Independence As It Slips AwaySaturday, September 17, 2011
|Alex & Mosca 1992|
Just a few days before my female cat Plata went AWOL for 24 hours I was looking at her with affection. I was also glancing at Rosemary’s male Casi and realizing how much those cats depend on us in spite of the fact that cats are known to be independent (self sufficient?). They depend on us for food and water although the latter they can get from our garden pond. They depend on us for their precise status quo/routine. They come to our bed in the evening (and even sleep on it during the day). Plata is extremely affectionate (only when she wants to) and in the evening she will lie by the side of my back and in the morning she will be on me applying (I believe with purposeful intelligence) pressure on my bladder for me to get up and feed her. I have no doubt that Casi is in on this and they plot to get us up early so they can be fed and go out to explore in the garden.
During those sad 24 hours it occurred to me that having one cat less that depended on us meant that it would be easier to take care of Casi if we were to go for a week to Mexico or elsewhere. It means that we would not have to impose the burden (and depend on her) on my younger daughter Hilary to come and get the cat out in the morning and then have her husband Bruce bring him in, in the evening. We could simply board the cat at the SPCA or equivalent cat motel.
Thinking about this dependency thing brought me to a hitherto unknown territory with what seemed a bolt of lightning.
As a child I depended on my parents but as soon as I could I went on my own. And yet that independence I sought was not entirely so. In the early 70s Rosemary and I were going through financial straights in our new home in the outskirts of Mexico City. My mother was staying with us and she loved her upright piano on which she played Chopin, Mozart and Beethoven. She offered to sell her piano to get us out of the fix. I saw no other way out so we reluctantly accepted her offer only to bitterly regret years later (after she died) on how cruel we had been and how large her selfless sacrifice had been.
When she died we had to pay for the funeral. Again we had little money in the bank. Rosemary’s parents offered to pay and they did. I felt embarrassed but grateful at the same time.
In all these years I have treasured our perceived independence, particularly the financial one. But since I want to be honest here, I must credit my wife Rosemary for being the one who is singly responsible for this independence. She is the one that took the risks (brought us to Canada, made us buy a house we really could not afford in the beginning) and brought us were we are today. We are hard-pressed to fix our house and arthritis will eventually take me out from garden work. We will have to sell. No matter if the market is up or down we will then have sufficient money to live, I hope without depending on anybody else.
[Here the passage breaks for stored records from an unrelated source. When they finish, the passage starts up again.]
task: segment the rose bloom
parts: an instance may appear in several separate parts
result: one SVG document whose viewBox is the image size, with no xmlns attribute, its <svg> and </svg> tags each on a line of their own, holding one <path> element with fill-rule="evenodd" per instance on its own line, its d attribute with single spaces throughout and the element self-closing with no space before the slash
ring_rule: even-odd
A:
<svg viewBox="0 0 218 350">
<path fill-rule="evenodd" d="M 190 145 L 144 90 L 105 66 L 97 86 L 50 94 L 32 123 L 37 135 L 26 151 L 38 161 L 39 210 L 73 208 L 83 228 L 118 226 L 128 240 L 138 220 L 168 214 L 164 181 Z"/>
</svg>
But it is Plata’s 24-hour disappearance that brought me to realize that an individual’s life most often follows the path from being dependent, to being independent and having people and animals that depend on the individual. As we get older those that depend on us become independent and at the end of the day those two cats are our only dependents (and the plants of our garden). I depend on Rosemary and she depends on me (to open jars and medicine bottles). When one of us is gone will the cats be the only ones left that will need either of us to be around?
The bolt of lightning that hit me was that when we no longer have someone that depends on us, our perceived independence will quickly slip away and we will then depend on someone else. And that can be demoralizing, heart wrenching and embarrassing. Is there any other way?